In some embodiments, the methods and kits described herein include one or more in-process controls. In some embodiments, the in-process control is detection and analysis of a reference gene that indicates sample quality (i.e., an indicator of the quality of the biological sample, e.g., biofluid sample). In some embodiments, the in-process control is detection and analysis of a reference gene that indicates plasma quality (i.e., an indicator of the quality of the plasma sample). In some embodiments, the reference gene(s) is/are analyzed by additional qPCR.

In some embodiments, the in-process control is an in-process control for reverse transcriptase and/or PCR performance. These in-process controls include, by way of non-limiting examples, a reference RNA (also referred to herein as ref RNA), that is spiked in after RNA isolation and prior to reverse transcription. In some embodiments, the ref RNA is a control such as Qbeta. In some embodiments, the ref RNA is analyzed by additional PCR.

In some embodiments, a spike-in of synthetic RNA or DNA standard, also referred to herein as a “synthetic spike-in” is included as a quality control metric, or at any step prior to sequencing library preparation. Exogenous materials such as synthetic nucleic acids, can serve as sample quality control reagents, quantification reagents, can enable limit of detection, dynamic range and technical reproducibility studies and/or can enable studies detecting particular sequences.

Commercially available synthetic spike-ins include, without limitation, Dharmacon: Solaris RNA spike-in control kit; Exiqon: RNA spike-in kit; Horizon Diagnostics: Reference standards, Lexogen: spike-in RNA variant control mixes; Thermo Fisher Scientific: ERCC RNA spike-in control mixes; and Qbeta RNA spike-in, yeast or Arabidopsis RNA.

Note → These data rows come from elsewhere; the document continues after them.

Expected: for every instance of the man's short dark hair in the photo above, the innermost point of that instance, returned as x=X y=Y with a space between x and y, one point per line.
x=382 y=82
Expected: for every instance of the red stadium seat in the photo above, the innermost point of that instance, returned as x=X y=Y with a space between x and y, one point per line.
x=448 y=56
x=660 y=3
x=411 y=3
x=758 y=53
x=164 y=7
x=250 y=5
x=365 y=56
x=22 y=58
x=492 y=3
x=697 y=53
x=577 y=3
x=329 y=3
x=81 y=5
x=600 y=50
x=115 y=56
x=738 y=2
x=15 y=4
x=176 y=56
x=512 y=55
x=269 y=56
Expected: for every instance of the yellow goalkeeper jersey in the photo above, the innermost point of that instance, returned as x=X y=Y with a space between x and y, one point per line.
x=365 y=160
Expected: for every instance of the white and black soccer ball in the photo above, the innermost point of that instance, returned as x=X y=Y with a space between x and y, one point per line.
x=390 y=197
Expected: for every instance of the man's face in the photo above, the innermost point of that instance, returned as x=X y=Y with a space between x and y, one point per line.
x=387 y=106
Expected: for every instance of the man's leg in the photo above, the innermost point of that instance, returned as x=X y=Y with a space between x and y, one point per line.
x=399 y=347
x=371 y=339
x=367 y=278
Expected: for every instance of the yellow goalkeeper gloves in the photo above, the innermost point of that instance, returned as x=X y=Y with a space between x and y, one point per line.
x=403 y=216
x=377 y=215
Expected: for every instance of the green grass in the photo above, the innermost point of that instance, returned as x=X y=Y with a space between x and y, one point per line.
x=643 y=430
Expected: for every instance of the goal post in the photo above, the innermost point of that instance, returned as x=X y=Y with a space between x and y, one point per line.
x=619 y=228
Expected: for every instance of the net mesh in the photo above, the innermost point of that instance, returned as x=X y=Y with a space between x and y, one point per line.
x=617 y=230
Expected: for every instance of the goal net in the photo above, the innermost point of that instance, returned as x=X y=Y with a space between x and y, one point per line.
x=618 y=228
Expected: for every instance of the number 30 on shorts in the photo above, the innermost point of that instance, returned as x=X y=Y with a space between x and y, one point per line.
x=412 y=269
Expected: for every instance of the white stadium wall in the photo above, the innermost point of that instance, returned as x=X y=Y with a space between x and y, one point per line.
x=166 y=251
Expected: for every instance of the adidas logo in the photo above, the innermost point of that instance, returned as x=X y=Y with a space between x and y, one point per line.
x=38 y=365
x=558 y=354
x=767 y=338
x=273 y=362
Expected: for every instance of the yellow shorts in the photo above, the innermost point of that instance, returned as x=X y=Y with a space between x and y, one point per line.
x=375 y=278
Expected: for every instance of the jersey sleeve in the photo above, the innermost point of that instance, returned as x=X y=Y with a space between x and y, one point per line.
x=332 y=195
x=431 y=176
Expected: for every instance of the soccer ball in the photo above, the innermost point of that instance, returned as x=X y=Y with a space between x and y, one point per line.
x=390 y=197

In some embodiments, the synthetic spike-ins is added to the sample at different dilutions. In some embodiments, the dilution of the spike-ins to be added to the sample can be in the range of 1:1000 to 1:10,000,000, including, without limitation, dilutions of 1:1000, 1:10,000, 1:100,000, 1:1,000,000 and even 1:10,000,000. The specific dilution of spike-ins to be added to the sample is determined based on the quantity and/or the quality and/or source of the nucleic acids present in the sample.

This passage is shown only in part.